Según el organismo oficial, la balanza comercial de marzo arrojó un superávit de US$ 2.523 millones, una cifra que desde los despachos oficiales se califica de «histórica». Sin embargo, al desglosar la letra chica del informe, la euforia libertaria choca de frente con una realidad económica mucho más sombría: el resultado positivo no es producto de una economía pujante, sino de una estructura que se achica.

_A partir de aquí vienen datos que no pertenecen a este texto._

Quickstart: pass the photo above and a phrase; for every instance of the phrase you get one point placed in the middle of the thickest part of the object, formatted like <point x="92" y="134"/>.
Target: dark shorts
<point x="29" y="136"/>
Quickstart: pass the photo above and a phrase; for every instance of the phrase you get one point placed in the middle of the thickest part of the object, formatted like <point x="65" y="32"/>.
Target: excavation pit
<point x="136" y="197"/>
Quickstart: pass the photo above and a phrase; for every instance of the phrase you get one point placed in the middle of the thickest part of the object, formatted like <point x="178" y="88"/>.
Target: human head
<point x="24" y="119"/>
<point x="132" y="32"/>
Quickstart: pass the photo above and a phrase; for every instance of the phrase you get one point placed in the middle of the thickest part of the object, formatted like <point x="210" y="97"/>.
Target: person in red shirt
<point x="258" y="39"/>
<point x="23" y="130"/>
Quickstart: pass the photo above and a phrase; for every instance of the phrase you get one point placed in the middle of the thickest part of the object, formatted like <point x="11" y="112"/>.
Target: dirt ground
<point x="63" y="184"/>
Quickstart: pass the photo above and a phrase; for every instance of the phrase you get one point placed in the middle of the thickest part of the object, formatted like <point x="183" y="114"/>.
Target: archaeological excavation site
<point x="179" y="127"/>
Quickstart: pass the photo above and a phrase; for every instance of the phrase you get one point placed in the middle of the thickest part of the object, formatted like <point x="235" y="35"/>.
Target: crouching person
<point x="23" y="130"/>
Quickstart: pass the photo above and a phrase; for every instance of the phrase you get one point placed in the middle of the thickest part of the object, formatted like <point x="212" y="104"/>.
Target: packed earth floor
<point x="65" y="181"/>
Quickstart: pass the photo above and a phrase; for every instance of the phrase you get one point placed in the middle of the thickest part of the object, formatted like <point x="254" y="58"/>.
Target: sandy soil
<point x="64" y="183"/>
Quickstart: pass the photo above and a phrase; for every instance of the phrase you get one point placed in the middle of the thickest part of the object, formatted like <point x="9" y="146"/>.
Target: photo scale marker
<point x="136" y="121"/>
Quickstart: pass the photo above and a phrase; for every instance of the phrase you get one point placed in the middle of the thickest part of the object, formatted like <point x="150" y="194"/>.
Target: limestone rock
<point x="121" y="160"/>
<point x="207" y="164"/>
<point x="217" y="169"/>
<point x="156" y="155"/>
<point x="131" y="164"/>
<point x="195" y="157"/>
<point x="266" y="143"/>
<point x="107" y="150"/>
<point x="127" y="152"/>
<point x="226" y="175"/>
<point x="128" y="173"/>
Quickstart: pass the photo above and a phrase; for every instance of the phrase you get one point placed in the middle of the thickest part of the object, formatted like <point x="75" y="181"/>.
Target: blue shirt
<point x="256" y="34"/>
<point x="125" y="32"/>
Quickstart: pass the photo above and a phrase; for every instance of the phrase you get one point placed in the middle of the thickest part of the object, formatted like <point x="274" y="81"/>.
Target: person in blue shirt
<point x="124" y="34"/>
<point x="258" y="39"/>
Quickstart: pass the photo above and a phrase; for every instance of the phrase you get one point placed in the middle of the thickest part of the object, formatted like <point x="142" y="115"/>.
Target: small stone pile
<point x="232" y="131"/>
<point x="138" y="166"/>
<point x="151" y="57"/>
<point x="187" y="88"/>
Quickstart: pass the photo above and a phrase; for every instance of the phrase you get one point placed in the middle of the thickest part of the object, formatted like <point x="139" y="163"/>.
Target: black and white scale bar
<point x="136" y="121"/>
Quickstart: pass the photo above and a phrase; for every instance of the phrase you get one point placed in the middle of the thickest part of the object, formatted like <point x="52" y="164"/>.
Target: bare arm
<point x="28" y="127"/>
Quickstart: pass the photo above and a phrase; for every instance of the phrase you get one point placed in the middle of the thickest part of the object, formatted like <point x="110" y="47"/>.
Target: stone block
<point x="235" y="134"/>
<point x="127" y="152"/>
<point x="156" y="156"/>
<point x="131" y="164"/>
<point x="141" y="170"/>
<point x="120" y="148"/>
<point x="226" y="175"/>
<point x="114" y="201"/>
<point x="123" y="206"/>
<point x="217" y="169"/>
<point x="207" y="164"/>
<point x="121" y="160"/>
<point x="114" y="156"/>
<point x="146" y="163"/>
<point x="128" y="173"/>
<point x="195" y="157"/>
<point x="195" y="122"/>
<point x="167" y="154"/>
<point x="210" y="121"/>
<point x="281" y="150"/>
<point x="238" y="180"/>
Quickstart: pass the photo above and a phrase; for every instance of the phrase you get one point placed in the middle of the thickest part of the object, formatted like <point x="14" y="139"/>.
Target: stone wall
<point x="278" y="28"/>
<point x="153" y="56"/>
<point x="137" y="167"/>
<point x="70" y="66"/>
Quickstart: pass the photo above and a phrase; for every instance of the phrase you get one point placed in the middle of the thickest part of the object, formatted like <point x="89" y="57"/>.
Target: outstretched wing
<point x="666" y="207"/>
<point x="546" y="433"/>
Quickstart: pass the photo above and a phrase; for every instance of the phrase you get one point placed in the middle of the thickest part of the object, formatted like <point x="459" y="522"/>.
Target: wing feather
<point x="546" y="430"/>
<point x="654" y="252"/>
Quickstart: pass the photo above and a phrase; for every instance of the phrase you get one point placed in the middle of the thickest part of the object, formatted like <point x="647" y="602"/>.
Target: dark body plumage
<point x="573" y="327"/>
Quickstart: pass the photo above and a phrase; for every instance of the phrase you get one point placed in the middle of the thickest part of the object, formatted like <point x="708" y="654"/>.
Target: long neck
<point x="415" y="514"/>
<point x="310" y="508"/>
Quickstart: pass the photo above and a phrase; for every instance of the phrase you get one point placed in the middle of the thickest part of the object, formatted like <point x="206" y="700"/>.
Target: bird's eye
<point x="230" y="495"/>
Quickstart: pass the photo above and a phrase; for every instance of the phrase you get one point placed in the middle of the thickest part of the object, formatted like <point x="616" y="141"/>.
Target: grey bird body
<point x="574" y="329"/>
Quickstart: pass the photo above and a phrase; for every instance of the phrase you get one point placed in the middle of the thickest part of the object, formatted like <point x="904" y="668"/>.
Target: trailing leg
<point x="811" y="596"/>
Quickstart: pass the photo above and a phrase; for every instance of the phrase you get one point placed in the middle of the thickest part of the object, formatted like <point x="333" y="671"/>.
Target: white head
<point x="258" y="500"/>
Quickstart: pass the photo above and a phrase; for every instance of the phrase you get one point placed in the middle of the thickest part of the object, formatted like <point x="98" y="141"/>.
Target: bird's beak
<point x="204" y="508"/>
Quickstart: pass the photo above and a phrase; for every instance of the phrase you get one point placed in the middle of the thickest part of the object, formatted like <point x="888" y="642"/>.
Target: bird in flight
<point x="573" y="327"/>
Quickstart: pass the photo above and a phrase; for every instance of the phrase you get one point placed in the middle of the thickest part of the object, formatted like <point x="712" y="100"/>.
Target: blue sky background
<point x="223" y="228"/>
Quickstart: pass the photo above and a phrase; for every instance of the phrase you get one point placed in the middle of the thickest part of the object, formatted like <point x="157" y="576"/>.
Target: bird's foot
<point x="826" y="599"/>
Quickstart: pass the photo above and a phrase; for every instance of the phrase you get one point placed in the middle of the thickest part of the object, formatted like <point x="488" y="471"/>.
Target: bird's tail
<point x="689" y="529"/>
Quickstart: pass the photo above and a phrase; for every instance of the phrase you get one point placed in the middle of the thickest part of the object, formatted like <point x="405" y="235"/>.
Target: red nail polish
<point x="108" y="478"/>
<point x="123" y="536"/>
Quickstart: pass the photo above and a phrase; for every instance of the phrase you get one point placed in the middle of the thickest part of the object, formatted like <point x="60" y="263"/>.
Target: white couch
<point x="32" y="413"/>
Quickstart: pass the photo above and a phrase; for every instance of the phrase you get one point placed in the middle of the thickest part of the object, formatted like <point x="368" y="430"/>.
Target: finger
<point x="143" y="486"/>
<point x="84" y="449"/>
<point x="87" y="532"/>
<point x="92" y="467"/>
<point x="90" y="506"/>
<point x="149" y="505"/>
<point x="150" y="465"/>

Si bien las exportaciones alcanzaron un récord nominal de US$ 8.645 millones (un salto del 30,1%), el análisis por cantidades y precios deja al descubierto el deterioro de los términos de intercambio. Mientras el oficialismo se jacta del ingreso de divisas, el propio INDEC reconoce que los precios de nuestras exportaciones cayeron, obligando al país a liquidar mayores volúmenes de recursos para compensar la pérdida de valor internacional, en un modelo que profundiza la primarización de la economía.

La otra cara de la moneda, y quizás la más preocupante para la industria nacional, es el comportamiento de las importaciones. Aunque en términos de facturación subieron apenas un 1,7% (llegando a US$ 6.122 millones), las cantidades importadas sufrieron un desplome del 3,7%. Este dato es el síntoma inequívoco de un mercado interno paralizado y una industria que, ante la recesión y la caída del consumo, ha dejado de demandar insumos y bienes de capital necesarios para producir.
Detrás del «éxito» financiero que el Palacio de Hacienda utiliza para calmar a los mercados, se esconde un modelo de exclusión. El superávit se sostiene sobre un saldo exportador de enclave y una depresión de la demanda doméstica que asfixia a las pymes.
En la Argentina de Milei, los números cierran con la gente afuera y las fábricas trabajando a media máquina, confirmando que el superávit comercial es, hoy por hoy, el triste reflejo de una economía que se está secando.